Diritti d'autore che, per inciso, andrebbero ormai chiamati semplicemente tassa sul copyright perché, purtroppo, all'autore ormai torna ben poco rispetto a quanto riscosso dalla SIAE. E' l'esempio dell'infinita mole di diritti pagati a forfait, per radio o televisioni non monitorate, i cui "diritti d'autore" vengono poi redistribuiti solo tra gli autori monitorati,leggasi più famosi (ne abbiamo parlato in un recente post e ne riparleremo).
La domanda dunque si rovescia: non sulla legalità o meno della posizione del TVO che non paga il diritto d'autore, ma sui motivi per cui in Italia non è possibile per un autore rinunciare alla riscossione di quei compensi in determinate occasioni. In altre parole, è davvero illegale ciò che fa il TVO quando non paga i compensi ad artisti consenzienti, o è la SIAE a non permettere qualcosa che dovrebbe essere naturale, parlando poi di illegalità in modo molto superficiale? Perché, nonostante la direttiva del parlamento europeo, ancora oggi gli autori SIAE non sono liberi, in determinate occasioni, di poter scegliere se vogliono o non vogliono riscuotere i diritti d'autore loro spettanti?
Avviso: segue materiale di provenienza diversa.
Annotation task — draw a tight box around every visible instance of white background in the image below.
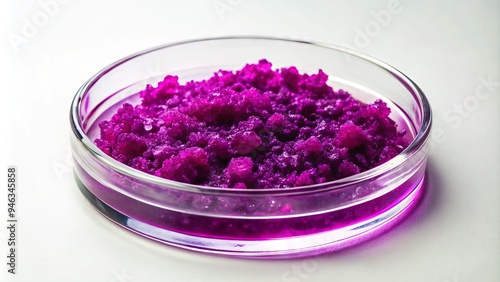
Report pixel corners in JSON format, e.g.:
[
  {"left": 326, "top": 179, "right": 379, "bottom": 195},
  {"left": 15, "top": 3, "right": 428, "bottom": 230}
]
[{"left": 0, "top": 0, "right": 500, "bottom": 282}]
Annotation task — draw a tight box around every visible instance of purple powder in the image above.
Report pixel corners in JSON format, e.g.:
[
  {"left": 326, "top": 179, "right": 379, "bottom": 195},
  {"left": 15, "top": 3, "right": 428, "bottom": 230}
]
[{"left": 95, "top": 60, "right": 409, "bottom": 189}]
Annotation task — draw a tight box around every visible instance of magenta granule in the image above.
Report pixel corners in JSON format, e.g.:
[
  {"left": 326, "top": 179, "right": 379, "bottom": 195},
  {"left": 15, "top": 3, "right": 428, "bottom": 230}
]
[{"left": 95, "top": 60, "right": 409, "bottom": 189}]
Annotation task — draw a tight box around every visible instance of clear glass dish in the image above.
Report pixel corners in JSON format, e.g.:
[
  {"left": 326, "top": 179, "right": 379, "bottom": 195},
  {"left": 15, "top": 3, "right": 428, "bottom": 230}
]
[{"left": 70, "top": 37, "right": 431, "bottom": 258}]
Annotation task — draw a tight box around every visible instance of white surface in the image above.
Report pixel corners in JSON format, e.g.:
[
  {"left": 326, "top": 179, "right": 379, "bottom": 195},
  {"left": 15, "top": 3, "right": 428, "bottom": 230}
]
[{"left": 0, "top": 0, "right": 500, "bottom": 282}]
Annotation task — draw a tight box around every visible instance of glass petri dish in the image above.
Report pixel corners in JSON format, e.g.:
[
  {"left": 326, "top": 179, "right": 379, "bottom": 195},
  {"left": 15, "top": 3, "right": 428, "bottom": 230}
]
[{"left": 70, "top": 37, "right": 432, "bottom": 258}]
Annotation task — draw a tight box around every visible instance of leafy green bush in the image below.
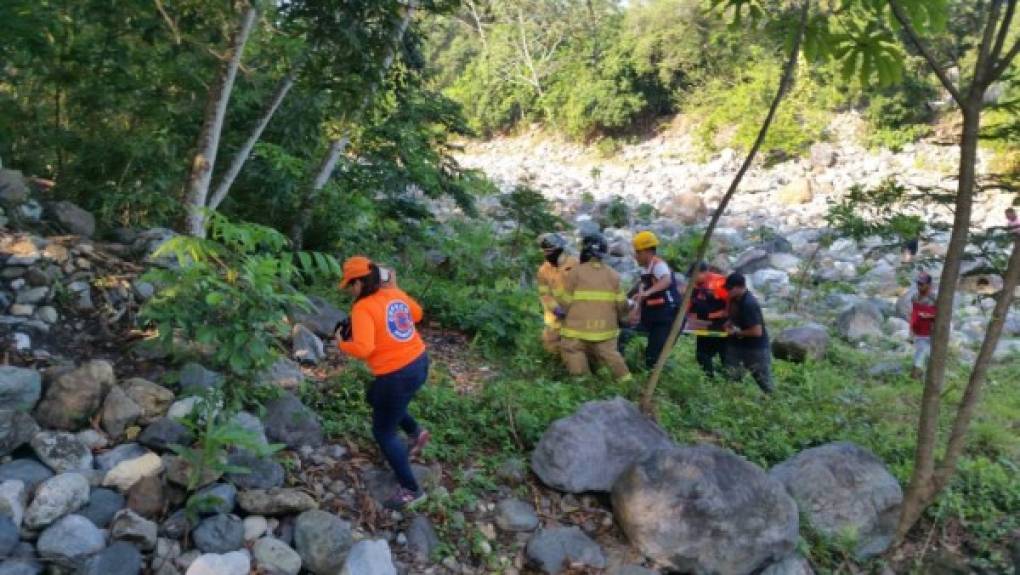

E come fa dunque la SIAE ad affermare placidamente che “il nuovo Statuto della SIAE è perfettamente in linea con la bozza di Direttiva Europea sulle Società di collecting”?
Infine, un'ultima osservazione: quella del TVO viene bollata come esperienza non democratica: eppure chiunque può partecipare alla fondazione (e sarebbe auspicabile, perché no, anche una partecipazione delle istituzioni) e tutti hanno lo stesso diritto di voto, cosa che non si può dire per le votazioni in SIAE, giacché autori ed editori hanno un diritto di voto proporzionale a quanto da loro guadagnato in termini di royalties (tra l'altro, in base a meccanismi non sempre trasparenti), dando di fatto il controllo assoluto della SIAE ad una vera e propria oligarchia.
Lasciando ad un altro articolo riflessioni più approfondite sui concetti di diritto d'autore e monopolio su cui si sofferma la SIAE nello stesso articolo, e che meritano un'analisi completa a parte, il nostro interesse in questo articolo era fare domande e porre critiche costruttive alla SIAE, per stimolare una riflessione sulla situazione del TVO, ed aprire un dibattito che vada oltre gli attacchi superficiali, nell'interesse stesso del sistema culturale italiano.
In conclusione del suo articolo la SIAE scomoda Pasolini portandolo dalla sua parte: “Questi signori non possono essere interlocutori credibili e fanno tornare alla memoria le parole del M° Pasolini sui “figli di papà” di Valle Giulia.”
Proviamo dunque, presuntuosamente, a scomodarlo anche noi, perché non siamo del tutto convinti che, tra Davide e Golia, questi avrebbe preso le parti del gigante: "Spero che l’abbiate capito che fare del puritanesimo è un modo per impedirsi la noia di un’azione rivoluzionaria vera".
Grazie per la pazienza nel leggere l'articolo, speriamo di aver contribuito anche solo in piccola parte alla nascita di un dibattito ed un confronto seri ed intellettualmente onesti.